Я сердито смотрю на него.
— Не шути так. У меня в руке нож.
Ронан смотрит на меня, потом смягчается.
— У меня есть дом в городе, чтобы быть ближе к семье, но три дня в неделю я провожу в штаб-квартире компании в Бостоне. Иногда больше, если нужно.
— Это долгая дорога.
— У меня есть пилот. Мы летаем на вертолете.
— А.
— Не надо так говорить.
— Это был один слог. Я ничего такого не сказала.
— Сказала, и сама это знаешь. Ты единственный человек на свете, который может превратить один слог в симфонию презрения.

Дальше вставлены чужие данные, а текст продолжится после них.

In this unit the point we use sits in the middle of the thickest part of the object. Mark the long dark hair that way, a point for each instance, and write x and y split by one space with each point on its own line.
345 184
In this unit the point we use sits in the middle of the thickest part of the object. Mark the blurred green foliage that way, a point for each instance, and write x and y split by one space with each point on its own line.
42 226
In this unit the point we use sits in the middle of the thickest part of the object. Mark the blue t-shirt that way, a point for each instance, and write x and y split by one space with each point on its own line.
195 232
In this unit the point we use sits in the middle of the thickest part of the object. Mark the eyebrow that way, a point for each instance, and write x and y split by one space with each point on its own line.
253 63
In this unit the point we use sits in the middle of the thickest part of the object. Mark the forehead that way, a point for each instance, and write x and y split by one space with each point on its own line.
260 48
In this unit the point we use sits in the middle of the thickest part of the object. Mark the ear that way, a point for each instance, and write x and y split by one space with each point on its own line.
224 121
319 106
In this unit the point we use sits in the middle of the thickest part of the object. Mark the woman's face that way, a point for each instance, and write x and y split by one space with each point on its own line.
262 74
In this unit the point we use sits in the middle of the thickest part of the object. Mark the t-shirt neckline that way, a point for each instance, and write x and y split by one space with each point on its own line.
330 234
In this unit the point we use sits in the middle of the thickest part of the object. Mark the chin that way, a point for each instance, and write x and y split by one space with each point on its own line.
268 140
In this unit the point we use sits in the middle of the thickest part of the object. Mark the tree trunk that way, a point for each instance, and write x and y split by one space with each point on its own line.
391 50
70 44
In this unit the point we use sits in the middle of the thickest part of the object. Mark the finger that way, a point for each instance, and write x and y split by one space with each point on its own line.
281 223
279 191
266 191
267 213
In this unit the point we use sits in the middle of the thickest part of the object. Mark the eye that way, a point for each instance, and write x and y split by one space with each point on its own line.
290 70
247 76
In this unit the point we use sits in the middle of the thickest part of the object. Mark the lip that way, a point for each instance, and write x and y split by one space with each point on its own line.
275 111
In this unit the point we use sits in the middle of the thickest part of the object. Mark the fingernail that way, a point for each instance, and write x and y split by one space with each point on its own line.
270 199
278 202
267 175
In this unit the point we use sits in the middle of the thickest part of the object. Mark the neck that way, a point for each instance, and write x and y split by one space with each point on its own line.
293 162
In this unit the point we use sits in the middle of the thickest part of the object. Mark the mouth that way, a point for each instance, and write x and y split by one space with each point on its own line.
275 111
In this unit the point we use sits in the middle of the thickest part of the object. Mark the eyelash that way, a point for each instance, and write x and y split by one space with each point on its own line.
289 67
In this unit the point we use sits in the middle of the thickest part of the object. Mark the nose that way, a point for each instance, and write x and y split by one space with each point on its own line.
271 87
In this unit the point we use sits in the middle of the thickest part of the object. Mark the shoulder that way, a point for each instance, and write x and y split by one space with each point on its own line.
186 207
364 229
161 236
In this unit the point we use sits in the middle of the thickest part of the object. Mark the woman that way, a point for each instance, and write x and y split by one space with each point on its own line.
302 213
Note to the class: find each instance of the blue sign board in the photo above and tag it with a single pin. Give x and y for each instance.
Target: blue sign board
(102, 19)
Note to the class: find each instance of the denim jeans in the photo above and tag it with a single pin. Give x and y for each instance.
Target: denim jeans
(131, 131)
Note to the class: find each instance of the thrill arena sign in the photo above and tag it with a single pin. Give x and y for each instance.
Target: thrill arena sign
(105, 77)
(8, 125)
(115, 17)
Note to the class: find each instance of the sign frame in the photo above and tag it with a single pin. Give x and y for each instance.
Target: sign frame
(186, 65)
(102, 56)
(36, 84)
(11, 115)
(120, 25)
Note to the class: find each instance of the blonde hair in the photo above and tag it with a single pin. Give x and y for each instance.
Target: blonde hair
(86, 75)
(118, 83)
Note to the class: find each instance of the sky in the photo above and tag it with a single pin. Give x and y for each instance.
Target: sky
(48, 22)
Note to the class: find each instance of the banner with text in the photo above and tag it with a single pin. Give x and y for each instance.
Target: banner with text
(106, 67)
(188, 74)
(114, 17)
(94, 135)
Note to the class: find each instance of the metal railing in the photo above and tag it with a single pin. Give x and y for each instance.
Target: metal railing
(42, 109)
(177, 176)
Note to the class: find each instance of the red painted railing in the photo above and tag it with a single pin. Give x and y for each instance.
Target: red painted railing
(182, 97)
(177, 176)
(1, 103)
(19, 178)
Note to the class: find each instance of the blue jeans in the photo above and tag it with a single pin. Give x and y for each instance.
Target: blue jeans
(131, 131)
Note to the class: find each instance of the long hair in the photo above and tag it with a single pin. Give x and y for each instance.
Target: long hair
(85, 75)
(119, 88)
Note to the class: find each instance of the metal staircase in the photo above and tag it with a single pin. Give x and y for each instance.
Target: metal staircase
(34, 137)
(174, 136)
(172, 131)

Я на мгновение задумываюсь, а потом улыбаюсь.
— Спасибо.
— Не за что. Как тебе курица?
— Это лучшее, что я когда-либо ела. Как тебе реллено?
— Как приправленный картон. Дай мне попробовать твое блюдо.
Не дожидаясь разрешения, Ронан тянется через стол и накалывает на вилку кусок курицы.
— Ммм. Вкусно. На, возьми бекон.
Он протягивает мне два ломтика и кладет два себе на тарелку. Остается один ломтик, который Ронан ломает пополам и делит между нами.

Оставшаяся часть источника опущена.